Una pequeña minoría de argentinos, entre la que se incluye el eximio escritor y extravagente opinante que es Borges, debe estar al margen del delirio colectivo que se extiende desde Jujuy a la Patagonia. Un delirio que se ha ido hinchando, amasando desde la primera actuación de la selección blanquiazul, que ha hecho caso omiso a sus desiguales prestaciones del comienzo y que, como un alud, se ha desencadenado después de que con la media docena de goles a la selección de Perú, no sólo ha dado a la masa argentina, que adora el fútbol como en pocos países, la alegría de estar en la final del fútbol mundial, sino la de hacerlo con unas cartas credenciales como el aficionado sueña, con media docena de goles hermosos, con un juego arrojado e irruente que atomizó a la selección peruana haciéndola desaparecer de la cancha. Argentina es una fiesta y si la selección vence esta noche -noche española, por supuesto, y solamente teórica en nuestro verano adelantado de reloj- la fiesta durará mucho, mucho. El objetivo de la inmensa mayoría de los ciudadanos y el objetivo del Gobierno habrán coincidido.Pero si una final es la culminación de un Mundial, el interés que se enfoca sobre ella es más decisivo que el que existe cuando dieciséis u ocho selecciones están en liza. Para los que quedaron atrás a una u otra altura del Mundial en los sucesivos descartes de ocho y de cuatro selecciones, la final es un espectáculo lógico, pero ya rigurosamente intelectual, en el que interviene la cabeza y no el corazón. Contrariamente a lo que le pasaba al Julián de La verbena de la Paloma, aquélla interviene, pero la intervención corazonal está limitada ya a los argentinos y a los holandeses. Como es dificilísimo que en un encuentro de fútbol, aunque fuese de selecciones extraterrestres, haya nadie sin tomar partido, en la final de hoy habrá quien «tuerza» por los blanquiazules o por los «oranges»; selecciones, como tantas, vestidas con cachos de bandera. Habrá incluso ajenos que apuesten como apuestan los ingleses, por el gusto de apostar, pero la final de la cancha de hoy es un partido ancho, anchísimo, pero también ajeno.
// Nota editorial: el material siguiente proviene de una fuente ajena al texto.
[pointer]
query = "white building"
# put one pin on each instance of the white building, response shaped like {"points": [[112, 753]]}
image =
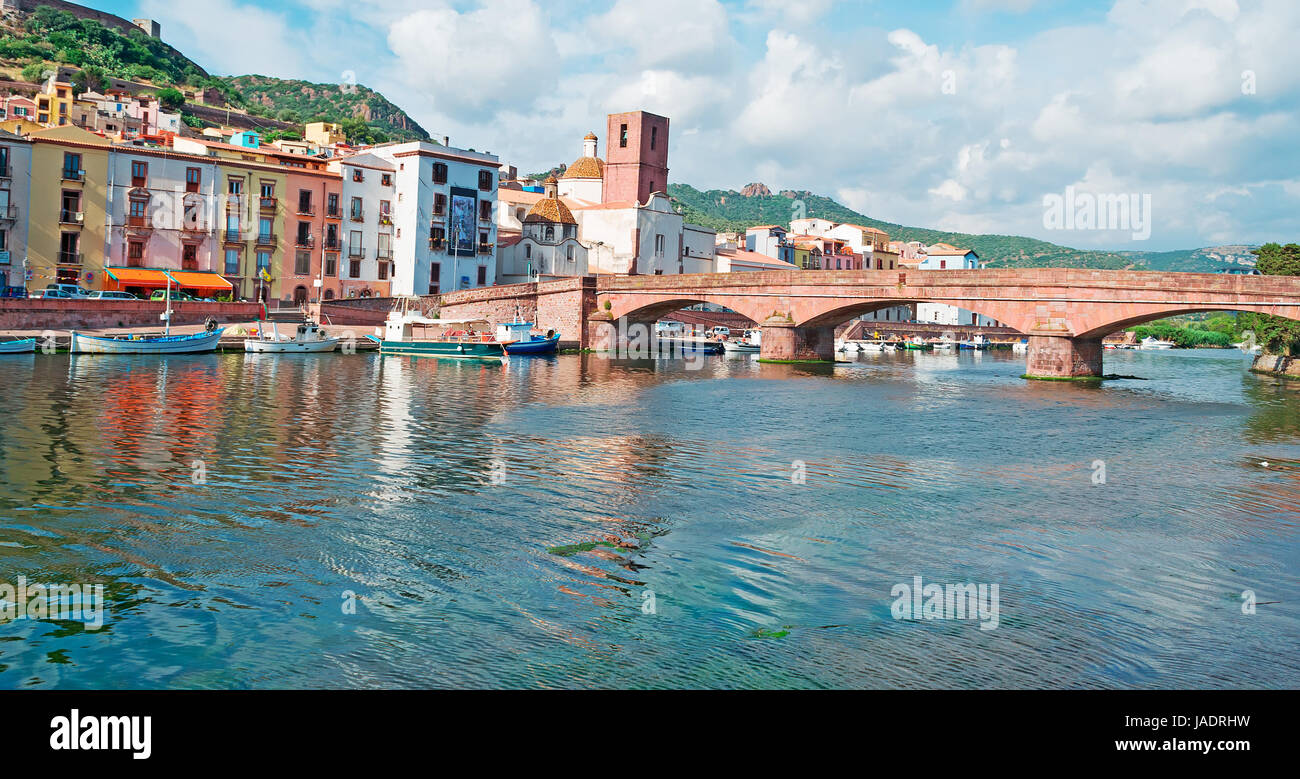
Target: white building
{"points": [[14, 197], [446, 217], [368, 193]]}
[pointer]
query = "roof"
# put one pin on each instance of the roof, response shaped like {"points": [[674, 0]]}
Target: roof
{"points": [[585, 168], [550, 210]]}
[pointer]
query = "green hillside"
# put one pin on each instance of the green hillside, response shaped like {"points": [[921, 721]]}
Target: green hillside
{"points": [[732, 211]]}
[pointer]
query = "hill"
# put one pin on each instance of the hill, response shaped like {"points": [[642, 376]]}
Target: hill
{"points": [[100, 47], [735, 211]]}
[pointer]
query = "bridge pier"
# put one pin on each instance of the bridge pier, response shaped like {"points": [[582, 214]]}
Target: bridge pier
{"points": [[783, 342], [1064, 356]]}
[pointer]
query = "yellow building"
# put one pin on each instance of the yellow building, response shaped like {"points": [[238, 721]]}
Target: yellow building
{"points": [[68, 216]]}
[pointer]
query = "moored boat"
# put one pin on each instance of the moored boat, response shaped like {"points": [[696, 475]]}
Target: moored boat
{"points": [[408, 332], [193, 343], [310, 338], [21, 346]]}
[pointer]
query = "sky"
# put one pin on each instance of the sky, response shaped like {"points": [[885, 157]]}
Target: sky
{"points": [[976, 116]]}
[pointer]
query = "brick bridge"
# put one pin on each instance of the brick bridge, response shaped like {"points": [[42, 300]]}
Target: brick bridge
{"points": [[1065, 312]]}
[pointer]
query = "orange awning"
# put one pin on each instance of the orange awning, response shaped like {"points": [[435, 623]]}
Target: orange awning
{"points": [[199, 280], [137, 276]]}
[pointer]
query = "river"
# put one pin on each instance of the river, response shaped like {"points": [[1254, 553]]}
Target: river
{"points": [[355, 520]]}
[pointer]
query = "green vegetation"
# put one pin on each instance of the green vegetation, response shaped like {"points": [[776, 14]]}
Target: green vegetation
{"points": [[299, 102], [48, 37], [1274, 333]]}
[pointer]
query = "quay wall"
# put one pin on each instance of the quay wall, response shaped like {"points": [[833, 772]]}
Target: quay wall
{"points": [[39, 314]]}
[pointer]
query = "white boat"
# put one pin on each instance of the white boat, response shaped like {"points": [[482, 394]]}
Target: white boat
{"points": [[1152, 342], [22, 346], [196, 342], [308, 340]]}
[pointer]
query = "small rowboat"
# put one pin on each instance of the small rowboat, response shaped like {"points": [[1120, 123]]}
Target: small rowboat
{"points": [[25, 346], [151, 345]]}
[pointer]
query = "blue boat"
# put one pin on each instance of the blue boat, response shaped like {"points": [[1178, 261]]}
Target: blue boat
{"points": [[24, 346], [518, 337]]}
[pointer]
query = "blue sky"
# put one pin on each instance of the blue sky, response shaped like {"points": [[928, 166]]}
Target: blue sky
{"points": [[958, 115]]}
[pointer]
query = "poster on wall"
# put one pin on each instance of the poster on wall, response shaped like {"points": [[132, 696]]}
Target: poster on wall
{"points": [[462, 229]]}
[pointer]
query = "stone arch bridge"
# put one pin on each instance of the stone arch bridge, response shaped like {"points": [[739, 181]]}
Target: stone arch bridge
{"points": [[1065, 312]]}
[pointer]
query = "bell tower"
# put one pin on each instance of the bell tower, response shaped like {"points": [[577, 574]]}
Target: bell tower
{"points": [[636, 156]]}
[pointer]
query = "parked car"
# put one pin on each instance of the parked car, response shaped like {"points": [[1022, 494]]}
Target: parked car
{"points": [[72, 289]]}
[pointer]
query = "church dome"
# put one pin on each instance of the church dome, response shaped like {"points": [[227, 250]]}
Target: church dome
{"points": [[585, 168]]}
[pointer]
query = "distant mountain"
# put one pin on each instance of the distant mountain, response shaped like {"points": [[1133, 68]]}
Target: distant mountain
{"points": [[295, 100], [735, 211]]}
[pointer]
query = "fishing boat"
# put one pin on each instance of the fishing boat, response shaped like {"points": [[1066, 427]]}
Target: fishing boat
{"points": [[408, 332], [310, 338], [22, 346], [519, 337], [1152, 342], [194, 343], [164, 343]]}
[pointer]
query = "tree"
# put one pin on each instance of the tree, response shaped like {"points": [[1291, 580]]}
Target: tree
{"points": [[1274, 333], [170, 98]]}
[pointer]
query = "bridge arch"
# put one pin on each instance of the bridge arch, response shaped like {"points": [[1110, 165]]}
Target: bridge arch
{"points": [[1157, 312]]}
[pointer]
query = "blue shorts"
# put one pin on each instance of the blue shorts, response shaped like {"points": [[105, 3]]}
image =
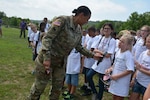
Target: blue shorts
{"points": [[72, 79], [138, 88]]}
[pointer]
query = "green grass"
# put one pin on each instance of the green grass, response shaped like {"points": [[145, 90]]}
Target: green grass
{"points": [[16, 66]]}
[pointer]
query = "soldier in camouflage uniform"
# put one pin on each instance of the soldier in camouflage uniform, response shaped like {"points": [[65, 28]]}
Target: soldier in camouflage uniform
{"points": [[62, 37]]}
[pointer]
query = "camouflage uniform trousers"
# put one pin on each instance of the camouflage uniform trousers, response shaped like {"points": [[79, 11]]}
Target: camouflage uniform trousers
{"points": [[42, 79]]}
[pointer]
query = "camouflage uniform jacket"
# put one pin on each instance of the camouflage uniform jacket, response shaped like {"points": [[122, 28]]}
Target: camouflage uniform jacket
{"points": [[61, 38]]}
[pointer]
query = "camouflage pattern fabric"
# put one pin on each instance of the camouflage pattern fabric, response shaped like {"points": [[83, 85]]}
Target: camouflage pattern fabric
{"points": [[61, 38]]}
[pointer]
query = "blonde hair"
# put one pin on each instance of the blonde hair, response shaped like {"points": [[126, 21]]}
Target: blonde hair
{"points": [[129, 38], [122, 32]]}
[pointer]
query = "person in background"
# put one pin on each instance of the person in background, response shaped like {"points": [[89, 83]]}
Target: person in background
{"points": [[138, 35], [29, 33], [141, 79], [33, 40], [139, 46], [23, 26], [105, 47], [121, 70], [72, 74], [63, 35], [1, 28], [41, 34], [45, 20], [88, 62], [146, 94]]}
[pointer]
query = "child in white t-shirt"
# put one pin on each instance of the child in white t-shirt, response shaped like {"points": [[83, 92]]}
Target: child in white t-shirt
{"points": [[122, 68], [141, 78], [106, 48], [33, 39], [139, 46], [72, 73]]}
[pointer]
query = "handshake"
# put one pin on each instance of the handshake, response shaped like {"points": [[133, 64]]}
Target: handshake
{"points": [[101, 58]]}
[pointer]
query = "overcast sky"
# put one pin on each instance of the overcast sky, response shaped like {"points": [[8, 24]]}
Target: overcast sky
{"points": [[101, 9]]}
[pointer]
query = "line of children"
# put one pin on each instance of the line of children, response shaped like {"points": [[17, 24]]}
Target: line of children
{"points": [[123, 66], [141, 78], [106, 48]]}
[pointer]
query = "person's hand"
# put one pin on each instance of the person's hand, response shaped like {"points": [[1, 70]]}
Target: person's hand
{"points": [[47, 66], [97, 56], [138, 66], [114, 77], [108, 71], [132, 82], [97, 51]]}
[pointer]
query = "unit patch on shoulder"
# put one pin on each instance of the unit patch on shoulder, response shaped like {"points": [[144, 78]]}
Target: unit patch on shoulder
{"points": [[56, 23]]}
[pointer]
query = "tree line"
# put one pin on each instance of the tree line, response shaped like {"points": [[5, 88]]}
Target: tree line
{"points": [[134, 22]]}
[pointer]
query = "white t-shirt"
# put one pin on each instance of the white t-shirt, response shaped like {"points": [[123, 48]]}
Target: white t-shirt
{"points": [[96, 42], [106, 45], [144, 60], [73, 62], [34, 37], [123, 61], [47, 27], [88, 62], [29, 31], [138, 48]]}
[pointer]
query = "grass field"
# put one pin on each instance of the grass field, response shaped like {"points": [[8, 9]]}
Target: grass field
{"points": [[16, 66]]}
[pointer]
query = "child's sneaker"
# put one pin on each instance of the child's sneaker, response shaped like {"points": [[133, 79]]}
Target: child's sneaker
{"points": [[69, 97]]}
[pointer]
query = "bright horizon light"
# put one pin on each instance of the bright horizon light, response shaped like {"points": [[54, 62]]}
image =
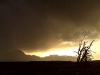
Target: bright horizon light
{"points": [[67, 51]]}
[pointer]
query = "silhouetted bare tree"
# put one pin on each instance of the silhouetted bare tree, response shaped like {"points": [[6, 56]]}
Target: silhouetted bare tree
{"points": [[84, 52]]}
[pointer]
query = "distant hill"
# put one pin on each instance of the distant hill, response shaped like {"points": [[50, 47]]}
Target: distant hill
{"points": [[18, 55]]}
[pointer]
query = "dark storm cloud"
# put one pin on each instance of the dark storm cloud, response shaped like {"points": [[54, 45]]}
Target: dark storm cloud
{"points": [[40, 24]]}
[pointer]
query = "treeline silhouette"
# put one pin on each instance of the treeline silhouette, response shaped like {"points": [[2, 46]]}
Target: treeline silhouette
{"points": [[18, 55]]}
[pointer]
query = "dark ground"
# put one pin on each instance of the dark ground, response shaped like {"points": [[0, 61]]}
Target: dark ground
{"points": [[49, 68]]}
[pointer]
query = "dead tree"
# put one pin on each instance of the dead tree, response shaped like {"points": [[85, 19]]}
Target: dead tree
{"points": [[84, 52]]}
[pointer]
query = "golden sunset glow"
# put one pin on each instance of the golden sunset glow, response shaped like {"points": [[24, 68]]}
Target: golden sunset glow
{"points": [[69, 51]]}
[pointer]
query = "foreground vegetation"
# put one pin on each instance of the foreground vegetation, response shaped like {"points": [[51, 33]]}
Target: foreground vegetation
{"points": [[49, 68]]}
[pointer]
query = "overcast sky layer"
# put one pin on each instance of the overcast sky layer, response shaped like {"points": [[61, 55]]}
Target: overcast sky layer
{"points": [[42, 24]]}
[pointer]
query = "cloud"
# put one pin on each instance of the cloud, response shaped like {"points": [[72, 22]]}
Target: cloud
{"points": [[18, 55], [35, 25]]}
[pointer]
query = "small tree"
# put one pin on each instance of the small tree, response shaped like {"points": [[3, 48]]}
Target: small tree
{"points": [[84, 52]]}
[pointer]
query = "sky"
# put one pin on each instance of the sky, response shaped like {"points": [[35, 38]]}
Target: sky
{"points": [[45, 27]]}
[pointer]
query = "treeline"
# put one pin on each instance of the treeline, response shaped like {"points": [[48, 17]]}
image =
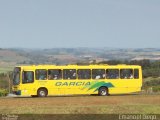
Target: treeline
{"points": [[150, 68]]}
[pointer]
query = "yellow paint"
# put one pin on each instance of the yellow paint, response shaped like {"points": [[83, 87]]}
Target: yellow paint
{"points": [[121, 86]]}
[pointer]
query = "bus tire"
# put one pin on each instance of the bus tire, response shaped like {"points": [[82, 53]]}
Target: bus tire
{"points": [[103, 91], [42, 92]]}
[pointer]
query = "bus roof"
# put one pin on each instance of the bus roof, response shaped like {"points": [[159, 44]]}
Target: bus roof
{"points": [[78, 66]]}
Como no quiero imaginar la clase de frustración que experimentaría Argentina si su selección perdiese hoy la final, que sería la reedición de aquella final de Río de Janeiro de 1950, que sumió a Brasil en la agonía y que hizo que Pelé no pudiera considerarse enteramente realizado como futbolista hasta que, con él en la selección y ya veterano internacional pudo ganar a los uruguayos en México veinte años después, vengando la derrota que conoció en su hogar de «rapazinho», y como su fútbol está en alza y Menotti ha descubierto -nunca es tarde en fútbol si se gana- que Larrosa es indispensable hasta el sexto partido y porque, además, los argentinos se dejarán el alma en la cancha poniendo en práctica la cualidad del gaucho -o más bien del orillero bonaerense, según Borges, el antifutbolista- que es una infatuación del coraje, son para mi los favoritos. La estadística me socorre y de cinco ocasiones que la selección de casa ha jugado una final mundial, la ha ganado cuatro, en Montevideo, Roma, Londres y Munich, por lo que, según la ilustre y socorrida dama de los cálculos precavidos, la probabilidad de los argentinos es de un 80 %.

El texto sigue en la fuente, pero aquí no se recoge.